Mas, se a traição foi motivo de dúvidas, Catarina II não hesitou ao depor o marido. Seis meses depois de Pedro III ser coroado czar da Rússia após a morte de Isabel, sua esposa arregimentou um golpe e, possivelmente, o assassinato do cônjuge. Em 9 de julho de 1762, foi coroada imperatriz da Rússia, dando início a um lendário reinado que durou até sua morte, em novembro de 1796. “Ela foi a mais importante para a construção da Rússia”, opina Fedorovski.

"Catarina, a Grande, foi a [czarina] que mais promoveu a emancipação feminina, que teve avanços maiores do que o costume"

Thaiz Senna, historiadora

Catarina II continuou a modernizar e a investir na expansão do país. “Ela também era estrangeira e veio de formas não convencionais para o czarismo, mas por que foi ‘a Grande’? Porque conseguiu conquistas que nem alguns homens conseguiram, em áreas que mulheres não ousavam tocar, principalmente militares”, justifica Thaiz Senna. Durante seu reinado, ela acrescentou cerca de 518 mil quilômetros ao território russo: entre outras regiões, Nova Rússia, Crimeia, Ucrânia e Belarus, vencendo o Império Otomano e a República das Duas Nações (que unia Polônia e Lituânia).

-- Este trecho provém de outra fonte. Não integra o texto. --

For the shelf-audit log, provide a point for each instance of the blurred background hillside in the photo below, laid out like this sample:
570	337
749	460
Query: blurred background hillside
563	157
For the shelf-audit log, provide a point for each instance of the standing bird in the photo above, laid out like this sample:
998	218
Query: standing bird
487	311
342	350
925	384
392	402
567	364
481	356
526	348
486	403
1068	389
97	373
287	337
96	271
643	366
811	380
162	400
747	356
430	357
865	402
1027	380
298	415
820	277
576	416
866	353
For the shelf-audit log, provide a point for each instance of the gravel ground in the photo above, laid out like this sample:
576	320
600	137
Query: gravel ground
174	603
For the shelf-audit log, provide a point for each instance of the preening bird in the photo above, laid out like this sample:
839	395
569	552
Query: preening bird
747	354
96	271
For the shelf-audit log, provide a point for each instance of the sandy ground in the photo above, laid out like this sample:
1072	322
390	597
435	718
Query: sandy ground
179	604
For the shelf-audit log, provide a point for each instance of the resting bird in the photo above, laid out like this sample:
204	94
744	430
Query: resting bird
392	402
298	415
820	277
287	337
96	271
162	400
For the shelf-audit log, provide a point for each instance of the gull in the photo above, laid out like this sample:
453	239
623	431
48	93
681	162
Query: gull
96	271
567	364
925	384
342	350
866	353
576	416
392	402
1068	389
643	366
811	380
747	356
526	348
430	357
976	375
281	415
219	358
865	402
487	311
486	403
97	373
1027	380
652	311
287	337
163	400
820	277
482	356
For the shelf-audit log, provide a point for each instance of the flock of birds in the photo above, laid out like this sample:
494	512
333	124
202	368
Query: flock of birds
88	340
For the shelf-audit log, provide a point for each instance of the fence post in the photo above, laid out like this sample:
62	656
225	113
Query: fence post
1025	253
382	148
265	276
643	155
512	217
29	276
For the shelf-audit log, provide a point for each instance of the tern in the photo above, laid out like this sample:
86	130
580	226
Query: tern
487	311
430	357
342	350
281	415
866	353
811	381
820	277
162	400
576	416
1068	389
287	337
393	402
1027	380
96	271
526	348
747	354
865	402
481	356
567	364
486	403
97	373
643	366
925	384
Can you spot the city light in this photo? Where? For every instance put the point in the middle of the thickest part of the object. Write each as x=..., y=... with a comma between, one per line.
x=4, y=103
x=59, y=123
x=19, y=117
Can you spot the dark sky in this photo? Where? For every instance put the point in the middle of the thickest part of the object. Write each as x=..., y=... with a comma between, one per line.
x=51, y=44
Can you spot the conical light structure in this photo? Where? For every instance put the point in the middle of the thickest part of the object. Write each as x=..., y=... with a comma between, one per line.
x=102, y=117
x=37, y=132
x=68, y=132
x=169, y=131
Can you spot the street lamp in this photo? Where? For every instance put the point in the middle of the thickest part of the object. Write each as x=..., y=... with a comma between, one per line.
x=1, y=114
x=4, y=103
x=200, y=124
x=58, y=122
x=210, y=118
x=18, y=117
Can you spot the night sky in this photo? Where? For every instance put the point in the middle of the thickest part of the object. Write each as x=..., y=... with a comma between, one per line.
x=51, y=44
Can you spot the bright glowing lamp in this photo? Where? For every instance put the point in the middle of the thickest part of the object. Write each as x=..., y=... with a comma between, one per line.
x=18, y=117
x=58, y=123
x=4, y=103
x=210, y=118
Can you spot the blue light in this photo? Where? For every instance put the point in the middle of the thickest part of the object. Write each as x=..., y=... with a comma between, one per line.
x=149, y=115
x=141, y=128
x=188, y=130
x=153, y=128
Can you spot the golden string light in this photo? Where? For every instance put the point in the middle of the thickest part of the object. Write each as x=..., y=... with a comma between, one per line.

Mecenas das artes e ciências, correspondia-se com filósofos como Voltaire, Diderot e d’Alembert, além de economistas e cientistas da época. “Apesar dos pesares, Catarina, a Grande, foi a que mais promoveu a emancipação feminina, que teve avanços maiores do que o costume, ainda que muito limitados”, analisa a pesquisadora da UFF. Em 1764, por exemplo, criou o Instituto Smolny, primeira instituição de educação que mulheres da aristocracia poderiam frequentar. Também elegeu a amiga Catarina Dashkova como diretora da Academia Russa das Ciências, primeira mulher na história a liderar uma academia científica nacional. Apesar de não ser cientista, Dashkova recuperou o prestígio da instituição

Tal legado, porém, foi rapidamente apagado após a morte de Catarina II, vítima de um derrame aos 67 anos. Paulo I, seu único filho e herdeiro, adotou como uma de suas primeiras medidas a instituição de leis para determinar a sucessão do trono russo, proibindo que mulheres voltassem ao comando. O século das czarinas chegava oficialmente ao fim.

Desde então, o país avançou pouco tanto em relação a políticas voltadas para mulheres quanto à democracia. Na visão de especialistas, não seria exagero classificar Vladimir Putin — que ocupa a presidência do país desde 2012 — como uma espécie de czar moderno. “Certa vez, em uma entrevista, alguém teria perguntado a ele se uma mulher poderia governar a Rússia de hoje”, lembra Senna. “Ao que ele respondeu: claro, a Rússia é um país avançado.” A internet, porém, não perdoou e rapidamente surgiram memes com o que críticos consideraram uma resposta mais condizente com a realidade: “não, porque eu não sou mulher.”